そしてまた、正常に生命活動を維持するためには気・血・津液(水)・熱という生命エネルギーが過不足することなく、常に全身を巡っていることが必要条件と考えます。気・血・津液・熱に過不足が起こったり、巡りが滞ると不健康になると考えるのです。陰陽のバランスが乱れたり、気・血・津液に過不足や循環が停滞するとまず「未病」と呼ぶ不健康状態になり、ココロやカラダにさまざまな症状が起こり、それがひどくなると病気になると考えます。
中医学では、望・聞・問・切と呼ばれる四つの診察法を用いて、陰陽の調和や気・血・津液の過不足または停滞などを診察し、何がどのような異常状態にあるかを診断して、この未病や病気といった不健康状態を、中葯(日本では漢方薬)、鍼灸、推拿、薬膳、気功などを用いて(どの治療法を組み合わせてどのように治療するかと言った治療法全体を組み立てて)陰陽を調和させ、気・血・津液の過不足を補瀉したり詰まりを取り除いて巡りを調え、元通りの健康な状態に戻します。この診察から治療法までを決定して、実際に治療を行うことを「弁証論治」と言い、この弁証論治こそが中医学の神髄です。つまり弁証論治の無い物は中医学とは言えないと言っても過言ではありません。

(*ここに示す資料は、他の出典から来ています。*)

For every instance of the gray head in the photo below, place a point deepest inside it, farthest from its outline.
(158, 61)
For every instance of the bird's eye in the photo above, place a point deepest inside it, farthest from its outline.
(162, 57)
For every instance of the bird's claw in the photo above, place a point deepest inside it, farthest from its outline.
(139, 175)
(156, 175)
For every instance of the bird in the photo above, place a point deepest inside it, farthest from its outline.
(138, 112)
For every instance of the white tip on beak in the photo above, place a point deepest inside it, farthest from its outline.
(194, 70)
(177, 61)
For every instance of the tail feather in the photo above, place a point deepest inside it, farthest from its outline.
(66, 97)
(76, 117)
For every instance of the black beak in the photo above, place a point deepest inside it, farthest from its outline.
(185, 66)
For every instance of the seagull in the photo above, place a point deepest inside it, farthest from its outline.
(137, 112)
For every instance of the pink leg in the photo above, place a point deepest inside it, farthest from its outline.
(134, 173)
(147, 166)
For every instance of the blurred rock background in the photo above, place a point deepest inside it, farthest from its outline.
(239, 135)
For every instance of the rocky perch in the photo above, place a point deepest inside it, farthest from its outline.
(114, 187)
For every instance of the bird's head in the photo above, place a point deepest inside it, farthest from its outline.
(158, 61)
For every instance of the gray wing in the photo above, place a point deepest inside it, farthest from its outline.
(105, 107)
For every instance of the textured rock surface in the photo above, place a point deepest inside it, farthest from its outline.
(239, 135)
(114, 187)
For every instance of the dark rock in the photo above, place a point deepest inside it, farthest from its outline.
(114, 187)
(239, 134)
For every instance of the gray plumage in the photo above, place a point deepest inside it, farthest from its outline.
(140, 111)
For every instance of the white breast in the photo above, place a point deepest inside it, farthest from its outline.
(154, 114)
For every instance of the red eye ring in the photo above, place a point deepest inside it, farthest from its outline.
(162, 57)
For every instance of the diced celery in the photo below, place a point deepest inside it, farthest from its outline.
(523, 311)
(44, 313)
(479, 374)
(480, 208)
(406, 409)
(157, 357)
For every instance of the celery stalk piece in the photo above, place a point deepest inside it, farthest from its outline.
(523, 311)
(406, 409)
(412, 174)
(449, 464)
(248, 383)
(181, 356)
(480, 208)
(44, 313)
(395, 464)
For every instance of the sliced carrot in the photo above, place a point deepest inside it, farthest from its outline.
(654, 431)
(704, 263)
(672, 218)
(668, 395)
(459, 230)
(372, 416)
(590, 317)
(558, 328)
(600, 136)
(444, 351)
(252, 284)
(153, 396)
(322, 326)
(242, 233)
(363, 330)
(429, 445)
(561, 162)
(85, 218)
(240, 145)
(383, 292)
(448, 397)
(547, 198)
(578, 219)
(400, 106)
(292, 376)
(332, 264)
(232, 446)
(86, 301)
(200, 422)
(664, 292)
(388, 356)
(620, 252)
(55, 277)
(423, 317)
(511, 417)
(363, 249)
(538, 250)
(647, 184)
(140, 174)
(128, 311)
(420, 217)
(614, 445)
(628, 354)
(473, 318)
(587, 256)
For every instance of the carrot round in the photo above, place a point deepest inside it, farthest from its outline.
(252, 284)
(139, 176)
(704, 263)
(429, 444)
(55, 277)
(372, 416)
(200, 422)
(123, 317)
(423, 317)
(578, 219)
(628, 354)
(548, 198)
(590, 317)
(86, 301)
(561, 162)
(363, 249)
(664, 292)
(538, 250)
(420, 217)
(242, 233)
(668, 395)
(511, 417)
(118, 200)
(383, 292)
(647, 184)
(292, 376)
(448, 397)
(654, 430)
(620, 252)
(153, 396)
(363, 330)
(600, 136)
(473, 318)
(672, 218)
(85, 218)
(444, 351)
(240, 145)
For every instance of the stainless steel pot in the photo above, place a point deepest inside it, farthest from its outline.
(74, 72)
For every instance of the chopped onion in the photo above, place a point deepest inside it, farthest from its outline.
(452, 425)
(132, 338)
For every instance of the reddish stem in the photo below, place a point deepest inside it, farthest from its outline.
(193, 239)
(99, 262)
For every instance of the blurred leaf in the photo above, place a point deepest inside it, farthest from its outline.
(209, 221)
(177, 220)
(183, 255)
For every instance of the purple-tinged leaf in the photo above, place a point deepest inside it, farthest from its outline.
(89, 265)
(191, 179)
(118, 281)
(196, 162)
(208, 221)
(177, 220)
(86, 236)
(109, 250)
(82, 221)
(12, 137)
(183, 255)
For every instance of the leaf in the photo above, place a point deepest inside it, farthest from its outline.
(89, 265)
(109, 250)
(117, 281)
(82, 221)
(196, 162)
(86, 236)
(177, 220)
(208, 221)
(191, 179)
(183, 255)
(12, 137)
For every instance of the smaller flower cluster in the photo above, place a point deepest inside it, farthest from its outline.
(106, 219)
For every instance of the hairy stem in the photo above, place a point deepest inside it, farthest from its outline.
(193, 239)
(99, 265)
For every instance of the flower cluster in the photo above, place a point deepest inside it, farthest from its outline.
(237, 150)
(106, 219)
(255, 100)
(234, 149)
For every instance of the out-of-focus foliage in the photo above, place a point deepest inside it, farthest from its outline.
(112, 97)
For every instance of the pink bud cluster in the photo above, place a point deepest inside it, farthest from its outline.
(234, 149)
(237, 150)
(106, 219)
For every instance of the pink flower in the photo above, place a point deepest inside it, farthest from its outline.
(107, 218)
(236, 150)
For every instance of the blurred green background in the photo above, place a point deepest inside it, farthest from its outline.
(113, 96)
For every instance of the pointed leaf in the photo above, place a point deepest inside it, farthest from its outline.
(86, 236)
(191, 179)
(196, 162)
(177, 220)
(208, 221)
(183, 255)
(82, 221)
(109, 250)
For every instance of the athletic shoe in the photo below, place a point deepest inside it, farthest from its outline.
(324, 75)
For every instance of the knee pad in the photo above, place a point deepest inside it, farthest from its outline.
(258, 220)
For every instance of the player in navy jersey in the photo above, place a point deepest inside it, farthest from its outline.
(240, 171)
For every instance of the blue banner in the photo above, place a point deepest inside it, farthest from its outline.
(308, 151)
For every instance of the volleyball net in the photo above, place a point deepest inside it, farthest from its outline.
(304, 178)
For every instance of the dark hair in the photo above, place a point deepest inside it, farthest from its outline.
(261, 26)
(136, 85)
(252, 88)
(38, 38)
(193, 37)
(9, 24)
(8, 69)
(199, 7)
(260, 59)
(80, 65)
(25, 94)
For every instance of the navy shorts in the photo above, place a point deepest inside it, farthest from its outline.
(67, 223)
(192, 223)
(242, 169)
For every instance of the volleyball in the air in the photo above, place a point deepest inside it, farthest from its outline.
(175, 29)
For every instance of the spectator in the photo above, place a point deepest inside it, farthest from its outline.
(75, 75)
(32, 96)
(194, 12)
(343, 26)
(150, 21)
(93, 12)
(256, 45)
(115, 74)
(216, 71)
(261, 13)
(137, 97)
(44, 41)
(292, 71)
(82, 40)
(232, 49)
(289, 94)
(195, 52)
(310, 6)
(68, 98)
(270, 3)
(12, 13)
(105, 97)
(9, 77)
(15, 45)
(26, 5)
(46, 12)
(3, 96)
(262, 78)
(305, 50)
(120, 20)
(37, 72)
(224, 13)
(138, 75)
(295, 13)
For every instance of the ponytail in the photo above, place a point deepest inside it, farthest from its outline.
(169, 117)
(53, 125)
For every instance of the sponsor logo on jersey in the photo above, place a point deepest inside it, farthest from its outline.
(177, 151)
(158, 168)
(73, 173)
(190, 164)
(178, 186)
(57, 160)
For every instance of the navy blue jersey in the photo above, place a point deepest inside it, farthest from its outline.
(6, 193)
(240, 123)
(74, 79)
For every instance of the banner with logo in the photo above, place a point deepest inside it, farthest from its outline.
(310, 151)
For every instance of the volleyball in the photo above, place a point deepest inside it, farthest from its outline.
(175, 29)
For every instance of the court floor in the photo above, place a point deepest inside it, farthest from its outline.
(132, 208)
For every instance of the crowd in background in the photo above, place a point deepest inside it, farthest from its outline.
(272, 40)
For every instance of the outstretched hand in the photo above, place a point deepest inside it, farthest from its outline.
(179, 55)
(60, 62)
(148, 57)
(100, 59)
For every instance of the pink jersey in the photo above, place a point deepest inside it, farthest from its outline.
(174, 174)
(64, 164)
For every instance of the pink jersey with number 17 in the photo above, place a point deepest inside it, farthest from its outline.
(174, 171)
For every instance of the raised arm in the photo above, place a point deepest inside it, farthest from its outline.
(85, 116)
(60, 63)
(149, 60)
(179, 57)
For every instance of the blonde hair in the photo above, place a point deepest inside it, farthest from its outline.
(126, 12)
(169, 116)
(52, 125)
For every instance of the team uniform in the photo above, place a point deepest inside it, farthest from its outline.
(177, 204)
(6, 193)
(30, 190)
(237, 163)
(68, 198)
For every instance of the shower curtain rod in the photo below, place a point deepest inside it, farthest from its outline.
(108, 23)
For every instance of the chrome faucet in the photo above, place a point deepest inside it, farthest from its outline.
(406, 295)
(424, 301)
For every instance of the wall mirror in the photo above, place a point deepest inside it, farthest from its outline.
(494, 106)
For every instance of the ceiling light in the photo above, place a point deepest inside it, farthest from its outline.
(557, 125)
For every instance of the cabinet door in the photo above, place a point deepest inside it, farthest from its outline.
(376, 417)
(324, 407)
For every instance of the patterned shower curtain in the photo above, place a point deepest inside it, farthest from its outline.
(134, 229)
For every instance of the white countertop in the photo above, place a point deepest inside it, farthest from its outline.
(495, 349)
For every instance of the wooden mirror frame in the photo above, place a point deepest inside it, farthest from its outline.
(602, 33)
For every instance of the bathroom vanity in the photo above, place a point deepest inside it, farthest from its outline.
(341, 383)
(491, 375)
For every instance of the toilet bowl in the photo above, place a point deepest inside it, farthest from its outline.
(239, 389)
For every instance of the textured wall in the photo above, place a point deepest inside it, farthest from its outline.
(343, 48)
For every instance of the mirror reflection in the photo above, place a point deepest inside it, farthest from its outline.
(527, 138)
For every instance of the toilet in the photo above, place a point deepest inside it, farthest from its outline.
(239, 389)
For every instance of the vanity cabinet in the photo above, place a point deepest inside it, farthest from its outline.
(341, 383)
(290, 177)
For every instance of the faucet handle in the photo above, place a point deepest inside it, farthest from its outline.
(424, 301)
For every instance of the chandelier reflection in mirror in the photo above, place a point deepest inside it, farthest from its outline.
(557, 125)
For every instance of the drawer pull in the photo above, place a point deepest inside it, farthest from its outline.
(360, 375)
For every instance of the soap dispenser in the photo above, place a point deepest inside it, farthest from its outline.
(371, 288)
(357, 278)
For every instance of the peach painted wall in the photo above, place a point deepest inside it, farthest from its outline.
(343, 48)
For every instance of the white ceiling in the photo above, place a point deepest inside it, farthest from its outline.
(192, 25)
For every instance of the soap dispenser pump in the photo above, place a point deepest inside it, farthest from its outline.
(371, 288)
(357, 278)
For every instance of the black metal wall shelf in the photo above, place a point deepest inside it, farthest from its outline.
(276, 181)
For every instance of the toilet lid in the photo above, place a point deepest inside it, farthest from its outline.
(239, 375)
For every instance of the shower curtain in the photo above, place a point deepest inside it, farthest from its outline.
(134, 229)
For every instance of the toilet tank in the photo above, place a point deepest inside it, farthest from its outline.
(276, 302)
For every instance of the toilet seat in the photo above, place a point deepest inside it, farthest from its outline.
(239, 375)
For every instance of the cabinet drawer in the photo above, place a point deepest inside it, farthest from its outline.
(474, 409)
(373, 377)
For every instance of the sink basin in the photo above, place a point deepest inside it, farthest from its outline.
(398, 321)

納豆や生姜、ゴマなど、身体に良いと言われている食べ物がたくさんありますが、それは、今現在の貴女のカラダに必要かどうか? 未病や病気の起こっている陰陽のアンバランスや気・血・津液の状態を調えるのに必要かどうかは別のことです。納豆や生姜を食べた方が良い人もいるし食べると余計に体調が悪くなる人がいます。たとえ水でさえ飲んだ方が良い人(今現在の体質)と飲まない方が良い人がいるのです。一般的にゴマや梅干しなども食べた方が良いと言われていますが、今現在の貴女にとってそれが必要かどうかは別なのです。
今現在の体質をチェックして、陰陽の不調和や気・血・津液の過不足や停滞を把握して、今の不健康な状態になっている原因を分かったうえで、それを元通り健康な状態に調整してくれる漢方薬を飲んだり、ツボを選んで鍼灸や推拿をすることが中医学なのです。同様に、今の不健康な状態になっている原因を把握し、それを元通り健康な状態に調整してくれる食べ物を選んで食べることを「薬膳」と言うのです。
しかし、漢方薬を処方したり鍼や灸をして病気を治療するためには、難しい理論を勉強したり技術をマスターする必要があります。そのような難しい理論や技術のマスターは専門家の先生にお任せして、中医学にはその前に養生法という病気にならない方法や未病と呼ばれるちょっとした不健康状態からひどい病気にならないようにする予防法があります。
普段適当なものを食べ、適当な暮らしをして、病気になったら現代医学の病院に行ってお医者さんに身を任せるのではなく、普段から中医学の考え方を実生活に取り入れて、自分自身で病気にならないための養生法を実践して、より健やかに暮らすことが可能です。
中医学では最も基本的な考え方として「天人合一」と呼ばれる考え方があります。自然界はすべて同じ道理で巡っています。太陽は東から昇って明るくなり、西に沈んで暗くなります。春夏秋冬は常に同じ順番で巡ります。そして動物も植物も同じ自然界の一員として、その影響を受けて日々過ごしています。春には春の食べ物、夏には夏の食べ物があり、動物たちは自然とその季節の旬のものを食べて生きています。
私たち人間だけが、年がら年中”焼肉”や”ハンバーグ”、”ラーメン”など同じものを食べて過ごしています。そりゃぁ病気になりますねって感じですね。